Skill-Biased Technical Change Again? Online Gig Platforms and Local Employment
Xue Guo, Zhi (Aaron) Cheng & Paul Pavlou
University of Houston Working Paper, May 2022
Abstract:
The role of online gig platforms in local labor markets has recently been debated with two competing predictions: online gig platforms either complement local employment by matching service demand and supply and creating job opportunities, or substitute local employment by obsoleting workers with certain skills. Yet, there has been inadequate analysis and evidence for the labor movement amid the growing online gig economy.
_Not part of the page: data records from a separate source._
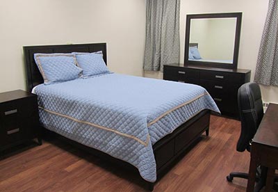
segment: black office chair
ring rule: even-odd
[[[250,152],[251,141],[263,116],[261,90],[256,83],[247,83],[241,86],[238,92],[238,103],[241,121],[241,133],[236,145],[236,150]],[[258,175],[260,175],[258,173]],[[231,173],[227,180],[231,182],[234,177],[248,179],[245,173]],[[259,175],[256,178],[259,180]]]

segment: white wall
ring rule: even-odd
[[[25,89],[22,46],[107,42],[111,71],[142,75],[144,0],[2,0],[0,92]]]
[[[254,80],[256,59],[268,11],[266,0],[181,0],[181,60],[183,62],[186,14],[243,12],[243,23],[238,58],[238,68],[252,70]],[[159,78],[159,72],[145,72],[145,77]],[[265,102],[278,102],[278,88],[261,86]]]

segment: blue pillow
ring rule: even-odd
[[[82,69],[76,66],[74,54],[35,54],[34,58],[44,84],[73,80],[81,76]]]
[[[199,52],[198,48],[197,47],[189,47],[189,51],[191,52],[194,59],[201,59],[201,55]]]
[[[73,54],[76,56],[77,66],[83,69],[83,77],[110,72],[105,64],[101,51]]]

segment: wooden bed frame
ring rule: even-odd
[[[42,77],[33,58],[35,53],[94,52],[97,51],[102,51],[104,60],[107,65],[106,43],[24,47],[28,90],[31,92],[33,87],[43,83]],[[199,138],[203,132],[206,131],[206,136],[208,136],[210,114],[209,110],[201,111],[176,129],[172,134],[161,138],[153,145],[158,179],[165,170],[171,166],[174,160],[177,159],[183,152],[189,148],[194,141]],[[126,167],[131,166],[138,172],[137,168],[126,162],[113,158],[104,152],[79,144],[77,142],[67,138],[65,139],[75,145],[97,154],[98,157],[118,164],[124,164]],[[154,183],[147,181],[146,182],[148,183],[149,189],[152,191]]]

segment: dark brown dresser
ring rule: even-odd
[[[251,70],[176,63],[165,65],[163,79],[199,85],[206,89],[222,115],[238,118],[238,90],[250,81]]]
[[[37,95],[24,90],[0,93],[0,150],[39,136]]]

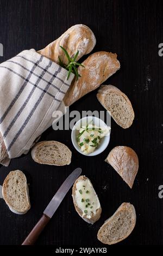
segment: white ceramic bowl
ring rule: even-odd
[[[93,120],[92,124],[94,125],[96,125],[98,127],[101,126],[102,127],[107,127],[105,123],[101,119],[94,116],[87,116],[83,117],[83,118],[80,119],[80,120],[79,120],[76,123],[76,124],[73,127],[71,133],[71,140],[74,147],[79,153],[80,153],[80,154],[87,156],[88,157],[97,156],[97,154],[102,153],[107,147],[110,141],[110,131],[108,135],[104,136],[103,138],[101,139],[99,147],[98,148],[96,148],[95,151],[90,153],[90,154],[85,154],[82,151],[80,147],[78,144],[77,137],[79,133],[79,130],[81,128],[81,126],[86,126],[87,123],[91,122],[92,120]]]

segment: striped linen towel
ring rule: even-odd
[[[0,64],[0,132],[9,159],[27,153],[52,124],[74,74],[34,49]]]

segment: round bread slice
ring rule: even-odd
[[[26,177],[19,170],[9,172],[4,181],[2,195],[14,213],[25,214],[30,208]]]
[[[113,85],[102,85],[97,97],[111,117],[124,129],[129,128],[134,119],[134,112],[127,96]]]
[[[72,195],[76,210],[84,221],[93,224],[99,219],[100,203],[91,181],[85,176],[80,176],[76,181]]]
[[[132,188],[139,169],[139,159],[135,152],[130,147],[117,146],[111,150],[105,161]]]
[[[97,234],[98,239],[107,245],[123,240],[133,230],[136,219],[134,206],[129,203],[123,203],[101,227]]]
[[[72,153],[64,144],[49,140],[37,143],[31,154],[33,160],[39,164],[63,166],[70,164]]]

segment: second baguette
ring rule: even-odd
[[[99,51],[89,56],[79,67],[81,77],[73,80],[64,99],[66,106],[70,106],[89,92],[98,88],[120,68],[117,55]]]

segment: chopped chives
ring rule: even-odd
[[[82,146],[83,146],[83,145],[84,145],[84,143],[83,143],[83,142],[82,142],[80,143],[80,144],[79,144],[79,145],[80,146],[80,147],[82,147]]]

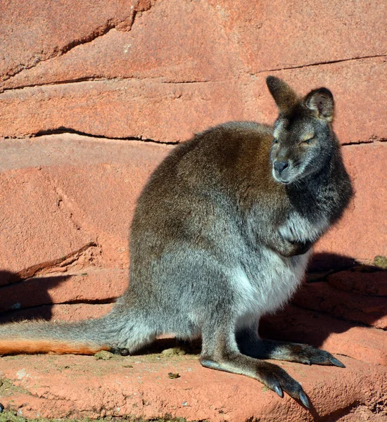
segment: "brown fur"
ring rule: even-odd
[[[0,356],[19,353],[52,353],[56,354],[94,354],[109,350],[107,346],[87,345],[78,343],[49,340],[2,340]]]

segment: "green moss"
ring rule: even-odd
[[[382,257],[381,255],[375,257],[374,264],[379,268],[387,269],[387,258],[386,257]]]
[[[163,418],[156,418],[152,419],[143,419],[138,418],[131,418],[130,416],[123,416],[122,418],[110,417],[101,419],[91,419],[85,418],[84,419],[47,419],[45,418],[37,418],[34,419],[28,419],[17,415],[15,411],[5,411],[0,413],[0,422],[186,422],[186,419],[183,418],[170,418],[167,416]]]

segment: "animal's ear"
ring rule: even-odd
[[[334,119],[334,102],[332,93],[326,88],[311,91],[305,98],[305,106],[319,119],[331,122]]]
[[[287,114],[300,101],[296,92],[282,79],[268,76],[266,84],[280,113]]]

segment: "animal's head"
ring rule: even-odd
[[[273,177],[288,184],[318,173],[336,142],[331,92],[319,88],[300,98],[277,77],[269,76],[266,83],[279,110],[271,150]]]

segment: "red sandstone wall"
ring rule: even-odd
[[[335,96],[356,196],[317,251],[387,255],[384,1],[0,4],[0,312],[106,312],[66,304],[125,288],[127,231],[152,170],[208,126],[272,122],[267,75]]]

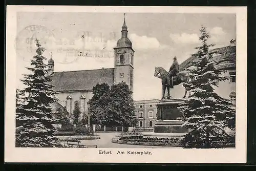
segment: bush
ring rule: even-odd
[[[92,130],[88,127],[78,126],[74,129],[76,135],[93,135]]]

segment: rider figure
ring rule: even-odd
[[[170,80],[172,80],[172,77],[176,75],[179,72],[179,63],[177,61],[176,56],[175,56],[174,58],[174,62],[173,65],[170,67],[170,69],[169,70],[169,73],[168,73],[168,75],[169,76],[167,77],[167,84],[168,86],[170,86],[171,88],[174,88],[174,86],[172,83],[171,83]],[[172,84],[172,85],[171,85]]]

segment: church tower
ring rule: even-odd
[[[122,27],[122,36],[117,41],[115,51],[114,83],[125,82],[133,92],[133,55],[135,51],[128,38],[127,27],[125,24],[125,14]]]
[[[49,72],[48,73],[49,75],[51,75],[53,73],[54,67],[54,61],[52,58],[52,52],[51,52],[51,58],[48,60],[48,68],[49,69]]]

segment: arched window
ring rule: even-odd
[[[142,127],[142,122],[140,121],[140,127]]]
[[[123,63],[123,55],[120,55],[120,62]]]
[[[236,92],[232,92],[229,94],[229,97],[230,98],[231,101],[232,103],[236,105]]]

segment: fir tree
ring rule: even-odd
[[[228,77],[221,76],[224,70],[215,68],[216,62],[209,49],[214,45],[206,42],[210,38],[209,33],[203,26],[200,32],[202,45],[196,48],[198,51],[193,55],[198,60],[188,69],[193,79],[184,83],[191,93],[186,104],[179,108],[184,114],[184,125],[189,130],[183,139],[183,146],[188,148],[217,147],[216,141],[226,140],[229,136],[224,131],[226,127],[234,128],[232,104],[215,93],[214,89]]]
[[[57,101],[56,92],[47,77],[48,67],[44,63],[46,58],[42,55],[44,48],[36,40],[36,55],[31,62],[31,72],[22,80],[26,88],[23,90],[26,96],[23,103],[16,110],[16,145],[19,147],[55,147],[57,139],[53,136],[56,131],[52,125],[56,121],[53,117],[50,104]]]

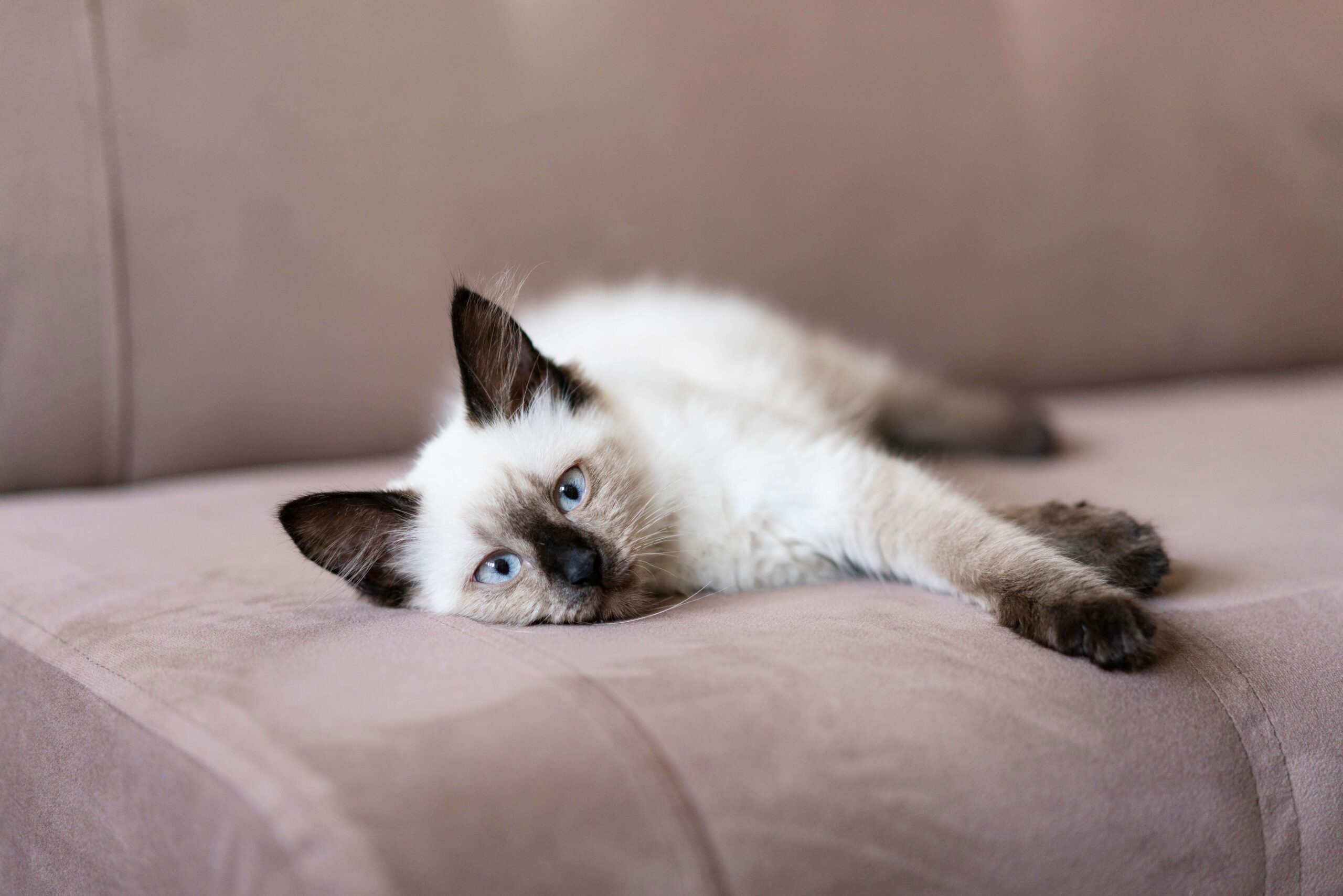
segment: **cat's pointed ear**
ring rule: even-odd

Drawing upon the literature on Skill-Biased Technical Change and online gig platforms, we study the role of TaskRabbit-a large gig platform that matches freelancer labor to local demand of domestic tasks (e.g., cleaning) online and requires services offline-on the local employment of housekeeping occupations. Exploiting the staggered expansion pattern of TaskRabbit into U.S. cities over time, we identify a disproportionate decrease in the number of workers in the traditional housekeeping businesses after TaskRabbit entry. Notably, this decrease is driven by a significant decline in the employment of middle-skilled workers (i.e., first-line managers, supervisors) whose labor tasks could easily be automated by the matching algorithms of TaskRabbit, rather than low-skilled manual workers (i.e., janitors, cleaners). Interestingly, we show evidence that gig platforms may not crowd out middle-skilled housekeeping workers by laying them off or shifting them to other occupations, but rather they encourage local entrepreneurial activities by boosting self-employment in the same industry. The findings suggest that online gig platforms like TaskRabbit may not simply be viewed as skill-biased; instead, they exert a labor redistribution effect that reconciles labor automation (i.e., substitution) with labor augmentation (i.e., complementarity), calling for reconsidering the online gig economy as a means to stimulating local labor markets.